A quantile of order $\tau$ $(0 < \tau < 1)$ of a distribution is the value that marks a cut such that a proportion $\tau$ of population values is less than or equal to that value. For example, the quantile of order 0.36 leaves 36% of values below it, and the quantile of order 0.50 corresponds to 50% (the median of the distribution).
All distributions generated by NGBRegressor are scipy.stats classes, so they provide the methods pdf(), logpdf(), cdf(), ppf(), and rvs() for computing density, log-density, cumulative probability, quantiles, and sampling new values.

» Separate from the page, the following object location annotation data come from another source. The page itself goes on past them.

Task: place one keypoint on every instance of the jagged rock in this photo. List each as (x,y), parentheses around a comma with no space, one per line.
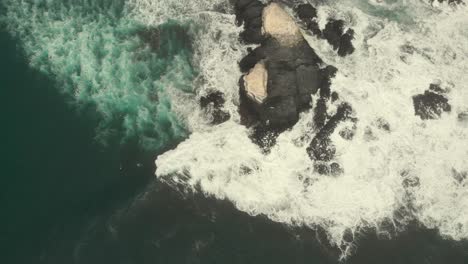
(335,169)
(249,13)
(212,104)
(255,83)
(322,148)
(308,14)
(279,25)
(249,61)
(340,40)
(430,105)
(308,79)
(216,98)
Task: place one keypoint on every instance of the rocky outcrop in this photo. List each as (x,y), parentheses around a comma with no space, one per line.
(281,74)
(280,77)
(280,26)
(255,83)
(431,104)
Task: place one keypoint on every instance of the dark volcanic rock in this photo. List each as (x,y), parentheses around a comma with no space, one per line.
(340,40)
(249,13)
(322,148)
(308,79)
(249,61)
(308,14)
(430,105)
(293,75)
(216,98)
(212,104)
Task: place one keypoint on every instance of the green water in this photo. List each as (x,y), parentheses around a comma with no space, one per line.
(100,60)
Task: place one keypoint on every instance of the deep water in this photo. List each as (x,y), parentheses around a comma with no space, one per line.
(66,198)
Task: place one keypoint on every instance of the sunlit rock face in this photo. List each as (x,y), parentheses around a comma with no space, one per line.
(278,24)
(255,82)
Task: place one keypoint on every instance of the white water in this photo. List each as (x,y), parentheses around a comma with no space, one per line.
(379,80)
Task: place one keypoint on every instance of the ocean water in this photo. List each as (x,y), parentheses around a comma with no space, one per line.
(95,91)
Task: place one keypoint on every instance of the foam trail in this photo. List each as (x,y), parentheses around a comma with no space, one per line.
(94,52)
(416,169)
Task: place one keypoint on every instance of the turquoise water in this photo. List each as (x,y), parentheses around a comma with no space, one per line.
(102,63)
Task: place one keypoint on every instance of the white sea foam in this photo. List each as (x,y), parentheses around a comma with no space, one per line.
(418,165)
(216,55)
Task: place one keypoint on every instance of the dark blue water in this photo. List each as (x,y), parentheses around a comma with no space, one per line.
(67,199)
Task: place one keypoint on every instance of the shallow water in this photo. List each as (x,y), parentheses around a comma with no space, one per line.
(95,100)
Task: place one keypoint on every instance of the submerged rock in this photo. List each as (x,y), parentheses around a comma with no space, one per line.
(339,39)
(255,83)
(431,104)
(212,104)
(322,148)
(249,13)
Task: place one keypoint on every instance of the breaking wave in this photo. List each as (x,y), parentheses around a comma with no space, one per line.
(101,60)
(415,171)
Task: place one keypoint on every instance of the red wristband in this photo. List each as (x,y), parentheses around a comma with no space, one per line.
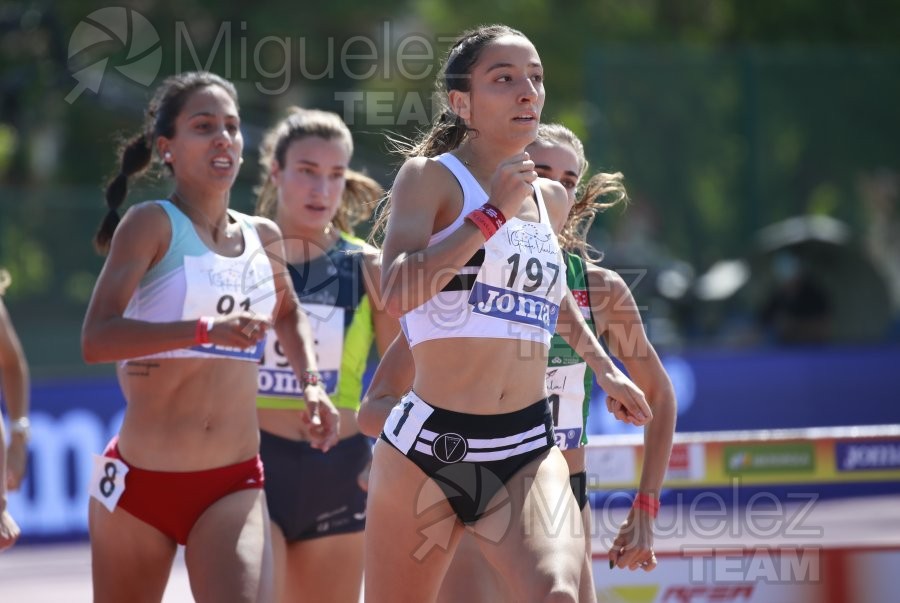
(201,330)
(645,502)
(488,219)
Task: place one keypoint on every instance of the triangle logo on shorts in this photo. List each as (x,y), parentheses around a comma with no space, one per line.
(449,447)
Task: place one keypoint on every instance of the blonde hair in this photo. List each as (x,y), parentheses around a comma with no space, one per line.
(361,193)
(602,191)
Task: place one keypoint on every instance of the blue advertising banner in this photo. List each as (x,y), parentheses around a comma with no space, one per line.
(762,389)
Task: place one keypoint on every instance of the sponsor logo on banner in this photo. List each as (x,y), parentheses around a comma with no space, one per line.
(769,458)
(687,462)
(867,456)
(703,593)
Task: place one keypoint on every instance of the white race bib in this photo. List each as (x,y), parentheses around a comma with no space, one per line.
(565,388)
(523,277)
(108,481)
(219,286)
(277,378)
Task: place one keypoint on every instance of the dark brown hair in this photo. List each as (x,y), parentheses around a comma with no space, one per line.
(603,191)
(361,193)
(136,154)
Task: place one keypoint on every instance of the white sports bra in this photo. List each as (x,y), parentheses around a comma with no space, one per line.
(191,281)
(510,289)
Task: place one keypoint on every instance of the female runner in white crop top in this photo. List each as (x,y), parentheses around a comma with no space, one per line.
(183,302)
(463,384)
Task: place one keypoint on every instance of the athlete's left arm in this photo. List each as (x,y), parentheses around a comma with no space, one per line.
(386,326)
(295,337)
(575,331)
(617,318)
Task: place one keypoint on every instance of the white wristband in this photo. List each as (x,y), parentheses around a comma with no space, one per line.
(21,426)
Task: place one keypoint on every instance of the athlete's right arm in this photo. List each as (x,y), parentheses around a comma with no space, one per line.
(392,379)
(412,272)
(139,242)
(425,196)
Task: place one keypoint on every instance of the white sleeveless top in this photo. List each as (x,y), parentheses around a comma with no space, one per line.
(511,289)
(192,281)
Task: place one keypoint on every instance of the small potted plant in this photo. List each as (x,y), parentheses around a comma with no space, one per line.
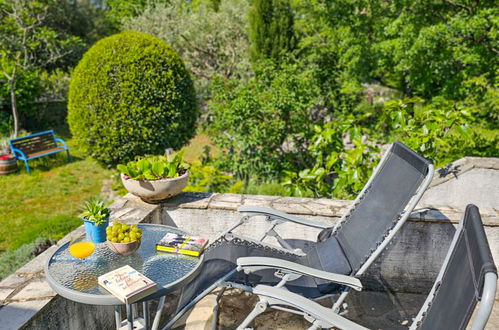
(96,219)
(8,163)
(155,178)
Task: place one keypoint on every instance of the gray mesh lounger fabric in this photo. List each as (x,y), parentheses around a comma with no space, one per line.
(381,206)
(342,250)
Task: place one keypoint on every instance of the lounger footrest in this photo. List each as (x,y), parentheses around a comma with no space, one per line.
(258,210)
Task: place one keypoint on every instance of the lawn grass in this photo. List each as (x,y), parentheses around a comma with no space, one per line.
(45,202)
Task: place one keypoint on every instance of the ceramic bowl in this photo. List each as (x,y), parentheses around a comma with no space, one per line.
(124,249)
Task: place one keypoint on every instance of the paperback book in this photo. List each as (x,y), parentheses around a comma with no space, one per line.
(127,284)
(177,243)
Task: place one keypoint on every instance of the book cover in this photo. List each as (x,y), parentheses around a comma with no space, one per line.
(177,243)
(127,284)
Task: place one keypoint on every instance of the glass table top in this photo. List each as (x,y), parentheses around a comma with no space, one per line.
(76,279)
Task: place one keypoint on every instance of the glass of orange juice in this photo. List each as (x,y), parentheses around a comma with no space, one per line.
(80,248)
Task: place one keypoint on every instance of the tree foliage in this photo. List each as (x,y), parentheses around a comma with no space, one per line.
(271,32)
(131,95)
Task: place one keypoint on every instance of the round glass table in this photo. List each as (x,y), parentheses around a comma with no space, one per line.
(76,279)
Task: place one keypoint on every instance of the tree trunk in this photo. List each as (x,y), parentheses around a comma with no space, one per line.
(13,100)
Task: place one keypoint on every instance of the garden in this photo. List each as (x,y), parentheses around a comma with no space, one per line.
(274,97)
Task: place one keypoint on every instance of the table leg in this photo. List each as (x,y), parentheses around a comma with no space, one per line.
(129,317)
(147,318)
(117,316)
(157,317)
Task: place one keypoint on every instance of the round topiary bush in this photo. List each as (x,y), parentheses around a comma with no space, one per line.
(131,95)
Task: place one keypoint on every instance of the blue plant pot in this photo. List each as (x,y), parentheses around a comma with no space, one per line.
(96,234)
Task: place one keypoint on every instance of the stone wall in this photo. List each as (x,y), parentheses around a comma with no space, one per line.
(409,264)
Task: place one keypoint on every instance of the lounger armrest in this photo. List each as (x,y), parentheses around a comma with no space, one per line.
(252,264)
(258,210)
(324,315)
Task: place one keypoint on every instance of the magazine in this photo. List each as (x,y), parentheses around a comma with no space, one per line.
(184,244)
(127,284)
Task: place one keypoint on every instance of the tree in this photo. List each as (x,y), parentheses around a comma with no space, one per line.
(209,42)
(26,44)
(271,29)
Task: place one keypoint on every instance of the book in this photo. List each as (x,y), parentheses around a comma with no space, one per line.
(184,244)
(127,284)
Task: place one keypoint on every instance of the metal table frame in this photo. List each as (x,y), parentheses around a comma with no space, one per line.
(109,299)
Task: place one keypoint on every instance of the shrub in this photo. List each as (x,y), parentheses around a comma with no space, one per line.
(131,95)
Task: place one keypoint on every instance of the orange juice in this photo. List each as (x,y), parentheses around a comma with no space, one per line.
(82,249)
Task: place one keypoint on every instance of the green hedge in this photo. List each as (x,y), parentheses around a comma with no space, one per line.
(131,95)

The steps to compute quantile intervals are:
Generate a grid of values covering the entire observed range.
For each grid value, obtain the parameters predicted by the model.
Compute quantiles of the chosen distribution using the predicted parameters.
# Compute the theoretical quantiles to define the central interval accumulating
# 90% of probability using the predicted parameters.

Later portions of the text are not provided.